Under the Banner of Heaven by Jon Krakauer -- Loaned to me by Lisa Orr

February was obviously a slower reading month. This book chronicles the murders of a young woman and her infant daughter by two fundamentalist Mormons. Some might look at the book as anti-mormon; but I read the book as what can happen as you try to discern God's will and God's truth. A bit scary.


Blue Like Jazz by Donald Miller -- encouraged by Jill Eastin
Freakonomics A Rogue Economist Explores the Hidden Side of Everything by Steven Levitt -- A gift from my brother
Making Movies by Sidney Lumet -- A Christmas gift last year that I asked for.
Captivating: Unveiling the Mystery of a Woman's Soul by Staci Eldredge -- Preaching a series on men and women -- Didn't finish it. It may have changed through the end of the book, but the beginning felt so much like Wild at Heart that I felt like I was reading the same book.


Shawna said...

BTW--when you are finished with Captivating I would love to borrow it! (If you don't mind?)

Tony Myles said...

I liked Tipping Point, primarily because I listened to the audio version during road travel. Great stuff!

Anonymous said...

Many thanks for the Acts titles! I'm in the midst of writing a paper on Acts for my New Testament Foundations class and can add those to the list of titles to look up!

Mike Clawson said...

Re: Radical Reformission - The problem with Mark is not that he isn't willing to be relevant to the culture in order to preach the gospel. The problem is that his understanding of the gospel is warped. My suspicion is that by helping people become Christians he means helping them become arrogant, misogynistic, bible-thumping hyper-Calvinists.

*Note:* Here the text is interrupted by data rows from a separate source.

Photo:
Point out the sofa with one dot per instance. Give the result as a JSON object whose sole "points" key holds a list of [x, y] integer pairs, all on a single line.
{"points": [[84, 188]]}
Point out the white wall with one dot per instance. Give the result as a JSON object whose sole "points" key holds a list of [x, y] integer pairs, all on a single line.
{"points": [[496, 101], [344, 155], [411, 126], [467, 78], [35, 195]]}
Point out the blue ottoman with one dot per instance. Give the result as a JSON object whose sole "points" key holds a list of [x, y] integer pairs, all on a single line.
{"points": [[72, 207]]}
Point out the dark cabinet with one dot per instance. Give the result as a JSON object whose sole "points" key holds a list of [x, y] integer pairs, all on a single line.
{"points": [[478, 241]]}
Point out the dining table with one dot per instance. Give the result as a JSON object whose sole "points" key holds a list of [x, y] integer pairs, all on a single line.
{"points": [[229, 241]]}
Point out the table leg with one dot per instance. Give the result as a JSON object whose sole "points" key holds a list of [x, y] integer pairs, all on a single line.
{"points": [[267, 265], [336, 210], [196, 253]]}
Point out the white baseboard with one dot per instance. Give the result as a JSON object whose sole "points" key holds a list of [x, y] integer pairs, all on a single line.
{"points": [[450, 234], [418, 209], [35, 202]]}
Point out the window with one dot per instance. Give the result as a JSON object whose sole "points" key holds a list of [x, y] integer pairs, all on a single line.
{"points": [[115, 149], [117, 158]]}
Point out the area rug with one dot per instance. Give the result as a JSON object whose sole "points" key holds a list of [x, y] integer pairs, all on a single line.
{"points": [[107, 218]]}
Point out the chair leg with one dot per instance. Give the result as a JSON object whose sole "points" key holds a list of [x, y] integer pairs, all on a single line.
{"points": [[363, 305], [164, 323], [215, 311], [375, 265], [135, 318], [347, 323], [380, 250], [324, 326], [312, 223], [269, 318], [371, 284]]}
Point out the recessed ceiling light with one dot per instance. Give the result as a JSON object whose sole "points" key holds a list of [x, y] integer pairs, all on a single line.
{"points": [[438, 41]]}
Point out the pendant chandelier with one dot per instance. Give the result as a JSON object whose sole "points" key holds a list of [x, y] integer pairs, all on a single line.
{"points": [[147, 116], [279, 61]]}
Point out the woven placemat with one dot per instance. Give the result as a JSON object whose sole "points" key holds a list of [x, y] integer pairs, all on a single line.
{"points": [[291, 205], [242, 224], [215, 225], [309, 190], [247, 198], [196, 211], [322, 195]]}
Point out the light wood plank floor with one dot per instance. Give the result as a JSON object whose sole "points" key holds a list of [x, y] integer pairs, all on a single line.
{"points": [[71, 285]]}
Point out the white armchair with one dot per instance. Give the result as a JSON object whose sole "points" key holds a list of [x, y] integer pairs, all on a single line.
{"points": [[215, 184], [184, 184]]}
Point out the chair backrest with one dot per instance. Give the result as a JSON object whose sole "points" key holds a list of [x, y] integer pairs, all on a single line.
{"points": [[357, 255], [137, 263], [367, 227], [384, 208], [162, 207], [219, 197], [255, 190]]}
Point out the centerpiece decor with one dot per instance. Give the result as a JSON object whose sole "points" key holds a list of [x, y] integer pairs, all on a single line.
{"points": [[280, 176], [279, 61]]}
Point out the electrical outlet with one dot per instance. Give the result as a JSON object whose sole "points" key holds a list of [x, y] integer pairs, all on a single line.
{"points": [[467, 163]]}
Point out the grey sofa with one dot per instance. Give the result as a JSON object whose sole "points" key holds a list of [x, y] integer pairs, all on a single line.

Sorry but that's just the impression that I consistently get from Mark. I'm sure he says some good things in his book, but after all the other hateful things I've read and heard from him, and the stories my friends in Seattle have told me about the emotional damage he and his church have caused to people (and especially women) in that city, I'm really not interested in hearing anything more from him.